Figure 4

Hypoxia induces HIF1α-ZEB2-TRPC6 axis: (A) ChIP analysis with chromatin fractions from podocytes exposed to FG-4592 was performed as described in methods. Input DNA and DNA from each of the immunoprecipitated samples were PCR amplified for hypoxia response element (HRE) in VEGF promoter and ZEB2 promoter and E2-box region in both TRPC6 promoter and E-cadherin promoter. HRE in VEGF promoter fragment and E2-box in E-cadherin promoter serve as positive controls for HIF1α binding and ZEB2 binding respectively.
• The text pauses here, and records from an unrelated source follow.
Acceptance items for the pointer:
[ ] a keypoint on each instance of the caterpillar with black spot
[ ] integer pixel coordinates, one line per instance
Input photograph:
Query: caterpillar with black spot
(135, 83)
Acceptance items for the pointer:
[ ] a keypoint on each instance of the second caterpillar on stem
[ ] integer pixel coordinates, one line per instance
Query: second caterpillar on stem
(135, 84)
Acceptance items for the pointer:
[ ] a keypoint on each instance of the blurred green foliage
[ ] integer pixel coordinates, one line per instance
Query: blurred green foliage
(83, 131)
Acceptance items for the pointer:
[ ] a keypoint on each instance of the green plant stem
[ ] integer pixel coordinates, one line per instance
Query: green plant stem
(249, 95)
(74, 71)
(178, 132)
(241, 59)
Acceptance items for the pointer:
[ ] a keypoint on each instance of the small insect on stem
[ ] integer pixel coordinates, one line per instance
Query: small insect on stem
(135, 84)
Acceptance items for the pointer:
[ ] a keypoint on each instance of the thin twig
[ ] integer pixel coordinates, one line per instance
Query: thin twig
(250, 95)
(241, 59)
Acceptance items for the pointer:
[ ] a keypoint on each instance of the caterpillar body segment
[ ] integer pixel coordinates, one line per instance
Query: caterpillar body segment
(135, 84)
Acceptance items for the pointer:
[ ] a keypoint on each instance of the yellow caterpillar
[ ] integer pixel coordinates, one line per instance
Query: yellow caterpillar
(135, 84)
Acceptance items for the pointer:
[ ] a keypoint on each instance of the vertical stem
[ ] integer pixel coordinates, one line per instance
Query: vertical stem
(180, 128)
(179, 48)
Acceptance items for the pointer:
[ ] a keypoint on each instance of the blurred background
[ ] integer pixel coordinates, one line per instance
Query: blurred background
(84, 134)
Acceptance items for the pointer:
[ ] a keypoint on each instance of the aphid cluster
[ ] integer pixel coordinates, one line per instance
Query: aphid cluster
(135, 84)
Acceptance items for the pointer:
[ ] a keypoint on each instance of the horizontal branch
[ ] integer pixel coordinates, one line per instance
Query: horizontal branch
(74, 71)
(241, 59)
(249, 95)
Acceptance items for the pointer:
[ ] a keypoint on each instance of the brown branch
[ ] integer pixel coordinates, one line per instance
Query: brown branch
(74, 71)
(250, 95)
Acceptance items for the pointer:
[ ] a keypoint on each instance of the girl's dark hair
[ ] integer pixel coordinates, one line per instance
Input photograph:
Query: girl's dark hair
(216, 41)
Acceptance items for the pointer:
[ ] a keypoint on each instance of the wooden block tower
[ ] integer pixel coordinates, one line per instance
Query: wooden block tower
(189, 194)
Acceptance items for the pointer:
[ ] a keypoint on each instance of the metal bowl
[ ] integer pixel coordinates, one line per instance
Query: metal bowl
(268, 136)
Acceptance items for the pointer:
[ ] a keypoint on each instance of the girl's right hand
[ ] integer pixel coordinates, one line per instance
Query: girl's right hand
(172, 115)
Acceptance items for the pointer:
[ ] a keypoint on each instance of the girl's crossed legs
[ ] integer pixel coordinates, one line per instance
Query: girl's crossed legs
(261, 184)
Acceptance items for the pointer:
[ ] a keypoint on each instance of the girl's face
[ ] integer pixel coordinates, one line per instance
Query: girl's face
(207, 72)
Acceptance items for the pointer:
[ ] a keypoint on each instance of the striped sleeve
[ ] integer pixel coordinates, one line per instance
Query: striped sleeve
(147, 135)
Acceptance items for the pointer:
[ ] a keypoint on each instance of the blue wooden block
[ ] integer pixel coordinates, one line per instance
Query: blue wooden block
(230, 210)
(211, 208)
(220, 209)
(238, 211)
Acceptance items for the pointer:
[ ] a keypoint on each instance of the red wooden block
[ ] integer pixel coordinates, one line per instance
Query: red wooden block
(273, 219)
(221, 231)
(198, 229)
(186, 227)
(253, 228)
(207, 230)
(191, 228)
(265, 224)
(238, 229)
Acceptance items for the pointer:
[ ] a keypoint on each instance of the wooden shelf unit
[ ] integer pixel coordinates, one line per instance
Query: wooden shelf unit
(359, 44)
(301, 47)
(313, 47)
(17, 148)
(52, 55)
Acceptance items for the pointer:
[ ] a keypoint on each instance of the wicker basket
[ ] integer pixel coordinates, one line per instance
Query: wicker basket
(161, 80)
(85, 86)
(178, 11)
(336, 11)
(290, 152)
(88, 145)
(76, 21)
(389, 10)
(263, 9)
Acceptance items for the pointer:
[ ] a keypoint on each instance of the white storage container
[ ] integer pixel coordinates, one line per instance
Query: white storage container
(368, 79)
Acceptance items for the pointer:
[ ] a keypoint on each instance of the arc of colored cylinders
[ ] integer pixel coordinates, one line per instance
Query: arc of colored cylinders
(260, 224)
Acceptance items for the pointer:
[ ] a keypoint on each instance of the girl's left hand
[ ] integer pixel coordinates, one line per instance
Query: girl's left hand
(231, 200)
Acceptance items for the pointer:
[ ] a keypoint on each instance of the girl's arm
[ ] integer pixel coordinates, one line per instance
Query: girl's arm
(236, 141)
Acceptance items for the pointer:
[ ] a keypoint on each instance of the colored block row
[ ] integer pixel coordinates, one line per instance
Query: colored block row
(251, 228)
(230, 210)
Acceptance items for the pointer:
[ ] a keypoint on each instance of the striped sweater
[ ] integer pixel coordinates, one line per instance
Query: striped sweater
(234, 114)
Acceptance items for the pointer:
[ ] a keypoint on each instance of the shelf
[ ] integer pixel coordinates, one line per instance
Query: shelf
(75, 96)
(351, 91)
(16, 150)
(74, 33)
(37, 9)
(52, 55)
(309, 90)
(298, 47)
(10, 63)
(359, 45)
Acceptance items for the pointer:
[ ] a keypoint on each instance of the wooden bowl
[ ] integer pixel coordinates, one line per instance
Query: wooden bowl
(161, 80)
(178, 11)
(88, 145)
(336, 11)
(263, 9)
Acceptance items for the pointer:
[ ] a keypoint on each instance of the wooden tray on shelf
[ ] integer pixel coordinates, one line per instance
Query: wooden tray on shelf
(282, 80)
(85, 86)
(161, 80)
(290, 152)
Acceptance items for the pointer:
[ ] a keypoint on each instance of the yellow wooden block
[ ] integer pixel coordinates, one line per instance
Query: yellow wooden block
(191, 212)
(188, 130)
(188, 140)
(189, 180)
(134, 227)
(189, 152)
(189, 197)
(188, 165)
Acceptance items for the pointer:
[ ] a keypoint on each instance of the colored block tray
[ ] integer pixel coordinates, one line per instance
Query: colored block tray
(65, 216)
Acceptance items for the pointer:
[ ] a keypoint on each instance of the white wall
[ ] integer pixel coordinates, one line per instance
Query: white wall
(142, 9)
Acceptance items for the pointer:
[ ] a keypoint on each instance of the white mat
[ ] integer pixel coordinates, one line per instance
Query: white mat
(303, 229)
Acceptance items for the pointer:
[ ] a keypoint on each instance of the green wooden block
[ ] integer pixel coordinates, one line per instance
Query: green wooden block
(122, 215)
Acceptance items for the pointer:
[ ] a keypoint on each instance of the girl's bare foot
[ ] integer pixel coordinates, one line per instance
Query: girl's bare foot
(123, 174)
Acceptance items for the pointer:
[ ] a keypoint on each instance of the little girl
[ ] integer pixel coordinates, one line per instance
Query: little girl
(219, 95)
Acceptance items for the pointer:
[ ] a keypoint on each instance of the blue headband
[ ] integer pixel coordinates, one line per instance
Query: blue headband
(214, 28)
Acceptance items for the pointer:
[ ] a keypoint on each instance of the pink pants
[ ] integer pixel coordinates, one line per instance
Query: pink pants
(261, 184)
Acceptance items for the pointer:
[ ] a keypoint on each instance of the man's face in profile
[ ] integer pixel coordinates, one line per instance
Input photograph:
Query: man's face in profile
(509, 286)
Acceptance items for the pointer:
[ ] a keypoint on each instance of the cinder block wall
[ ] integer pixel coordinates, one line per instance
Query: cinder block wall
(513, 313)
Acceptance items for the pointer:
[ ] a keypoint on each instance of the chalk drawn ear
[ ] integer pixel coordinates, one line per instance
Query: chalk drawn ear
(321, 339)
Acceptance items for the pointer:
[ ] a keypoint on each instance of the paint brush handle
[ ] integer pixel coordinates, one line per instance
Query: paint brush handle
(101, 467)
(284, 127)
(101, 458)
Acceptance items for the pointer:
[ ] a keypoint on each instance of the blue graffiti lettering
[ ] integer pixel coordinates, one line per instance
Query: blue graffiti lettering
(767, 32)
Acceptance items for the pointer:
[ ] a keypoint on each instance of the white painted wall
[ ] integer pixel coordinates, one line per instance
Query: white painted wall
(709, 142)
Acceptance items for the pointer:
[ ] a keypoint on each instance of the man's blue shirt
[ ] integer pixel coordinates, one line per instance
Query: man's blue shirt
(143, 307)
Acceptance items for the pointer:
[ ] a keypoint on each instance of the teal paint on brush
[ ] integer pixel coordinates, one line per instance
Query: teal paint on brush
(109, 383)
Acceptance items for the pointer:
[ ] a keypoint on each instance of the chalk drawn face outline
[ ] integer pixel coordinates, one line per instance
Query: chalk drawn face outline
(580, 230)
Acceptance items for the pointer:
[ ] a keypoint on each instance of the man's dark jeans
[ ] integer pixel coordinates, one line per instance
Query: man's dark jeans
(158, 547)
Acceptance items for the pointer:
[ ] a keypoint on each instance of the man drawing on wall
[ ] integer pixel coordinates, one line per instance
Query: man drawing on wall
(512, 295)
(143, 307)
Error bars indicate mean ± SE; n = 6. **p < 0.008 and ***p < 0.0004. (B) TRPC6 promoter activity was measured in HEK293T cells that ectopically expressing ZEB2 and exposed to FG-4592. Renilla luciferase was used as an internal control to normalize transfection efficiency. Error bars indicate mean ± SE; N = 6. ****p < 0.0001. (C) Intracellular free calcium levels in podocytes were measured by Fluo3-AM following treatment with FG-4592 in the presence or absence of 2-APB. Calcium levels were measured in podocytes that ectopically express ZEB2 and treated with or without 2-APB. Error bars indicate mean ± SE; n = 6. ****p < 0.0001. (D) Immunoblot analysis of ZEB2, TRPC6, and pFAK in podocytes treated with FG-4592 or ectopically expressing ZEB2 (ZEB2 OE). (E) Quantification of band intensities of ZEB2, TRPC6, pFAK was ImageJ analysis (NIH). Error bars indicate mean ± SE; n = 3. *p < 0.01,**p < 0.008, and ***p < 0.0002.